Discussion in 'SSDs & Data Storage' started by Dillirium, Oct 31, 2017.

  1. Dillirium

    Dillirium Limp Gawd

    Messages:
    439
    Joined:
    Sep 16, 2004
    All,
    I'm in need of some help. I'm trying to figure out where to go with this. I recently setup a new cluster that's using a NETAPP LUN. When accessing the LUN as a mapped drive (before mapping as clustered storage) I get very fast performance. E.G. 900 MB/s xfer of files. Once I add the volume to the cluster (CSVFS) then it goes 10x slower. Max I've seen files transfer to the storage is at 140 MB/s. Guests also seem to suffer a bit in performance. Still usable but nothing like I expected.

    Crucial info:
    -Hyper-V server that i'm running the test from is the owner of the storage (role holder)
    -MTU Size is 9000
    *tested by using the ping -l 8000 -f trick
    - block size is 64k
    - MPIO is in use (2x 10 GIG connections)

    I created a second lun and I indeed get full speed on the same ISCSI connection but only a fraction still on the CSVFS. What could I be missing? Any Ideas?
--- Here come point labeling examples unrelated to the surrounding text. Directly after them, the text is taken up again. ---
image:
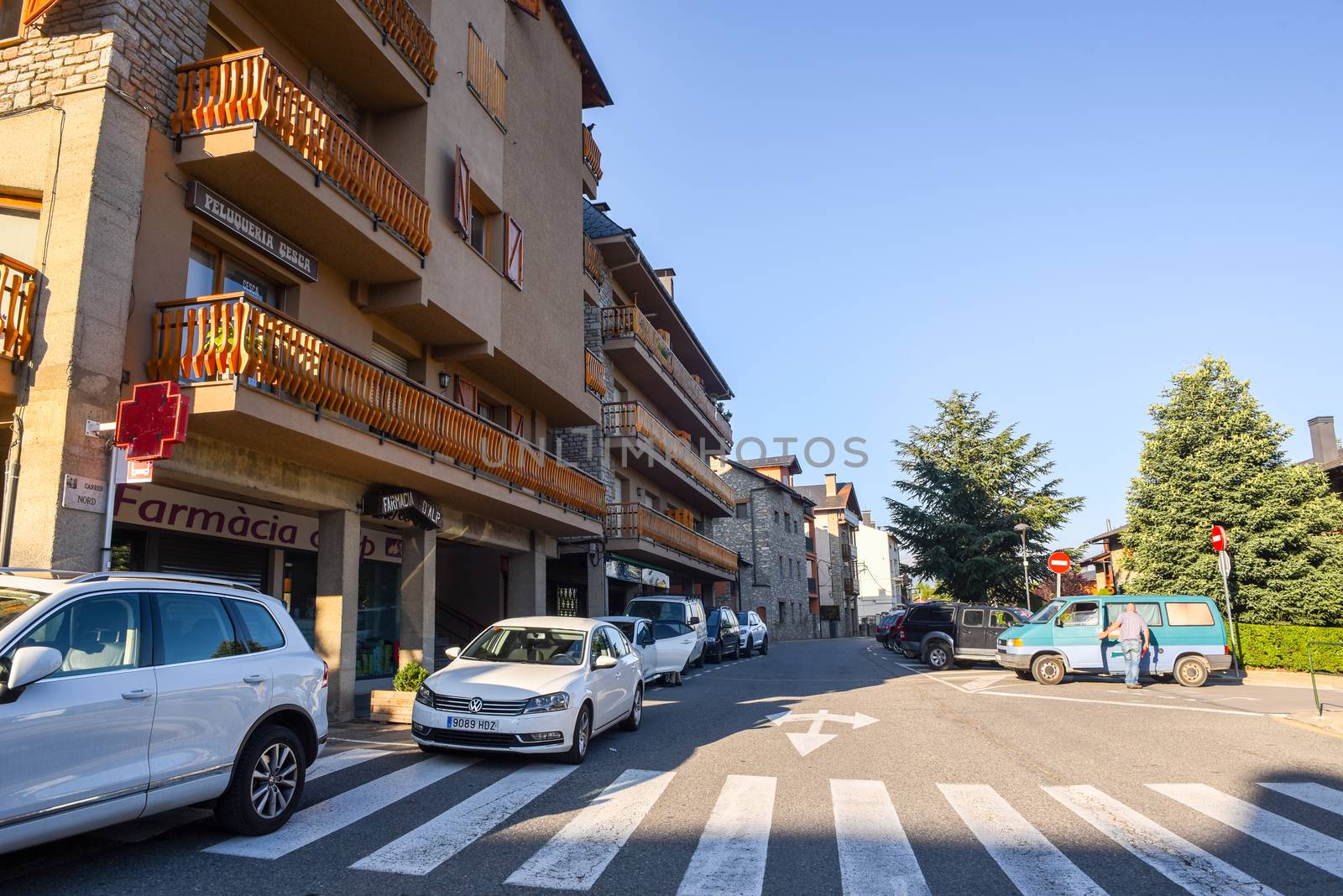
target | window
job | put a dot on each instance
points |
(262, 631)
(93, 635)
(195, 627)
(1189, 613)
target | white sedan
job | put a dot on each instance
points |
(664, 645)
(534, 685)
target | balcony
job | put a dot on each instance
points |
(286, 388)
(257, 134)
(637, 439)
(645, 357)
(642, 533)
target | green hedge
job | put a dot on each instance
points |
(1283, 647)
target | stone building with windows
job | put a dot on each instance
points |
(769, 530)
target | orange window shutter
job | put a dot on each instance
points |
(462, 195)
(514, 251)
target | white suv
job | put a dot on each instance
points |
(129, 694)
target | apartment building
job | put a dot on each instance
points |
(662, 420)
(769, 529)
(839, 514)
(877, 570)
(351, 231)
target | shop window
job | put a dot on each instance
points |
(379, 605)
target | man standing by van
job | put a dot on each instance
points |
(1134, 638)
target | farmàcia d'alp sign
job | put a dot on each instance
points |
(185, 511)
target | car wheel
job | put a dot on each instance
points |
(268, 784)
(631, 721)
(1192, 672)
(582, 737)
(938, 656)
(1048, 669)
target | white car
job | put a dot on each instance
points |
(664, 647)
(755, 633)
(532, 685)
(124, 695)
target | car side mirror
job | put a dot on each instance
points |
(31, 664)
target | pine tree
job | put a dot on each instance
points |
(969, 483)
(1215, 457)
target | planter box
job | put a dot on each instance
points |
(391, 706)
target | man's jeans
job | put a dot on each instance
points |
(1132, 656)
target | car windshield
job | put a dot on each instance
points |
(1048, 612)
(13, 602)
(524, 644)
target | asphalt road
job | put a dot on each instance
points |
(959, 782)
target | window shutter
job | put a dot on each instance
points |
(462, 195)
(514, 250)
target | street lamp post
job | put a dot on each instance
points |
(1025, 560)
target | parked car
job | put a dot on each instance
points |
(532, 685)
(724, 635)
(688, 611)
(944, 633)
(125, 695)
(754, 632)
(664, 647)
(1188, 638)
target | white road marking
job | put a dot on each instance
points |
(1262, 826)
(729, 860)
(1184, 862)
(577, 856)
(875, 853)
(1029, 860)
(312, 824)
(1318, 795)
(436, 840)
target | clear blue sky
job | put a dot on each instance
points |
(1058, 204)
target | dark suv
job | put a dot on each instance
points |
(942, 633)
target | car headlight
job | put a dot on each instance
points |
(548, 703)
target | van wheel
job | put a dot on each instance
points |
(938, 656)
(1048, 669)
(1192, 672)
(268, 784)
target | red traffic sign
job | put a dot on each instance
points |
(152, 421)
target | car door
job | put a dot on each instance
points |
(212, 690)
(82, 732)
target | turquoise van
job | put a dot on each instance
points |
(1189, 638)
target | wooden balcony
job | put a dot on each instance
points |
(635, 438)
(18, 286)
(253, 89)
(253, 347)
(630, 337)
(646, 534)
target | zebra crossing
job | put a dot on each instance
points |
(877, 848)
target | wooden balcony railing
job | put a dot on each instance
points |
(626, 320)
(593, 263)
(18, 284)
(633, 419)
(637, 521)
(400, 22)
(253, 87)
(233, 336)
(594, 372)
(591, 154)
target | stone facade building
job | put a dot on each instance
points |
(769, 531)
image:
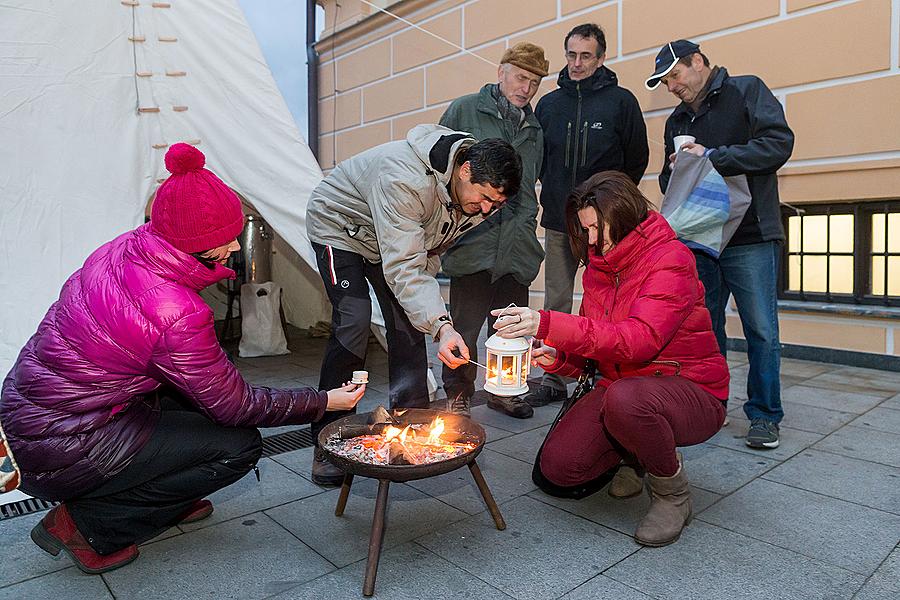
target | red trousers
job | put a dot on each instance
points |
(636, 418)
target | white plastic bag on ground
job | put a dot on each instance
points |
(261, 331)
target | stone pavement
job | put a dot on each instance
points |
(819, 517)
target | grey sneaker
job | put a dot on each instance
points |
(460, 405)
(513, 406)
(544, 395)
(763, 434)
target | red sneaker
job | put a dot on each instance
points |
(57, 531)
(198, 511)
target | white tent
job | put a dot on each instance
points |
(91, 95)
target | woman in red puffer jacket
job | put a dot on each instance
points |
(644, 323)
(123, 405)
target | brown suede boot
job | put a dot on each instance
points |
(628, 482)
(670, 509)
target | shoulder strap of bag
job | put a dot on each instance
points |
(585, 384)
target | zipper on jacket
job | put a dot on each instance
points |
(575, 149)
(584, 144)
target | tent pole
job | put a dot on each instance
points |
(312, 79)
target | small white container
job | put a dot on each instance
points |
(681, 140)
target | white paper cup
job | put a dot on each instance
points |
(681, 140)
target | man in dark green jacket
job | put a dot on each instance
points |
(493, 265)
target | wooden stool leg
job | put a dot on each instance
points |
(345, 493)
(488, 497)
(376, 538)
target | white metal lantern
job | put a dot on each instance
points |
(508, 365)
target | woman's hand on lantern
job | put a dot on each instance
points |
(543, 355)
(516, 321)
(345, 397)
(452, 350)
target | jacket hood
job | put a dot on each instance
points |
(165, 260)
(651, 232)
(436, 146)
(601, 78)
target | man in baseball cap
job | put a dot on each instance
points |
(668, 57)
(740, 127)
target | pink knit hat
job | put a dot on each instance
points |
(193, 210)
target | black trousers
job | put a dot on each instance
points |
(187, 458)
(345, 274)
(472, 297)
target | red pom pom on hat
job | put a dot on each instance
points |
(182, 158)
(194, 210)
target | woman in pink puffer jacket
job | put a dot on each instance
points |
(123, 405)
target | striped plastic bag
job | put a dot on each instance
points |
(704, 208)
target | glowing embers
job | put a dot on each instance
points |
(414, 444)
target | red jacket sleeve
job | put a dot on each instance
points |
(663, 302)
(190, 358)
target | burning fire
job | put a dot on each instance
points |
(414, 444)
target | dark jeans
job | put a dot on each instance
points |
(345, 274)
(471, 299)
(750, 274)
(637, 417)
(187, 458)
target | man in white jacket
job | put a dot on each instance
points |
(384, 216)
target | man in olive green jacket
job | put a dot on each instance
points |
(493, 265)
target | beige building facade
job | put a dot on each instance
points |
(834, 65)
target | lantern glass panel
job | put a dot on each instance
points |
(492, 367)
(507, 370)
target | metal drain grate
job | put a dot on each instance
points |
(24, 507)
(286, 442)
(276, 444)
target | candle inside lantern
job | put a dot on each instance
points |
(507, 366)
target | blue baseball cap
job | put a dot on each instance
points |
(668, 57)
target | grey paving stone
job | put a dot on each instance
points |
(880, 419)
(248, 558)
(854, 537)
(344, 540)
(623, 515)
(866, 444)
(860, 481)
(709, 562)
(506, 477)
(277, 485)
(68, 583)
(804, 368)
(493, 434)
(892, 402)
(813, 419)
(543, 415)
(604, 587)
(20, 558)
(851, 381)
(721, 470)
(543, 553)
(885, 582)
(298, 461)
(522, 446)
(792, 441)
(407, 572)
(831, 399)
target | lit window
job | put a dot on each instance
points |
(843, 253)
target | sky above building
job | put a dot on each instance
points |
(280, 29)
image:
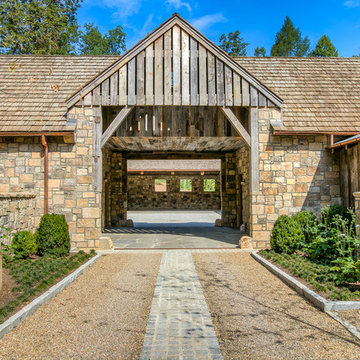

    Edit 1: Forgot to add that i'm using intel NIC's not Broadcom. Saw issues related to those adapters. Tried out those troubleshooting steps for kicks and giggles but it didn't help. Plus some are not applicable due to new OS / NICs
     
  2. Biznatch

    Biznatch 2[H]4U

    Messages:
    2,224
    Joined:
    Nov 16, 2009
    Any errors in the event viewer? I've used CSV + ISCSI since 2008R2, and never had any performance issues like this. When you drop the drive from CSV, does the performance come back?

    Are you clustered with multiple servers? That's really the only reason to use CSV. If you are, do both node experience the slowness, or only the node that isn't directly attached to the ISCSI volume?
     
  3. Langly

    Langly Only Three Midgets

    Messages:
    4,229
    Joined:
    Dec 23, 2002
    Make sure your MPIO is truely setup correctly. Make sure the NICs/CNAs also have correct recommended settings for whatever storage you are using. I can't count the number of times that people forget to do things like enable flow control on the network or think they have 9000 MTU setup correctly when they don't realize some NICs will add 4-16bytes (or more) overhead causing them to actually be 9016 for the frame size causing the network to start chop chop chopping. Make sure switches are as set higher for their MTU... for the Cisco's I install generally i run them at 9216 (theres a few models that dont let me go that high but you get the idea)

    Definitely check the event log, its even possible one of your network stack or other services is having issues and just restarting over and over causing latency
     
  4. Dillirium

    Dillirium Limp Gawd

    Messages:
    439
    Joined:
    Sep 16, 2004

    I took some time tonight to evacuate the storage on one of the luns. I removed it from the cluster and sure as hell I got full speed. It was doing 114 MB/s before I had removed it from the clustered storage.. After removing it and mapping a drive to it instead, I got 805 MB/s
     
    Last edited: Nov 2, 2017
  5. Dillirium

    Dillirium Limp Gawd

    Messages:
    439
    Joined:
    Sep 16, 2004
    Checked and didn't see any errors popping, at least none related to this.99% of them were information updates and not spamming.
     
  6. Dillirium

    Dillirium Limp Gawd

    Messages:
    439
    Joined:
    Sep 16, 2004
    I was doing some more research and did happen on someone else w/ the same type of issue. They flat out gave up and just used individual luns. I have 3 nodes so I need the shared storage.
     
  7. Child of Wonder

    Child of Wonder 2[H]4U

    Messages:
    3,269
    Joined:
    May 22, 2006
    What version of Hyper-V? Could be a CSV ownership issue where metadata is going through a slower 1Gb link between hosts.
     
  8. Dillirium

    Dillirium Limp Gawd

    Messages:
    439
    Joined:
    Sep 16, 2004
    That's a good point about the metadata. I will check/test. i'm running on 2016 (Version: 10.0.14393.0)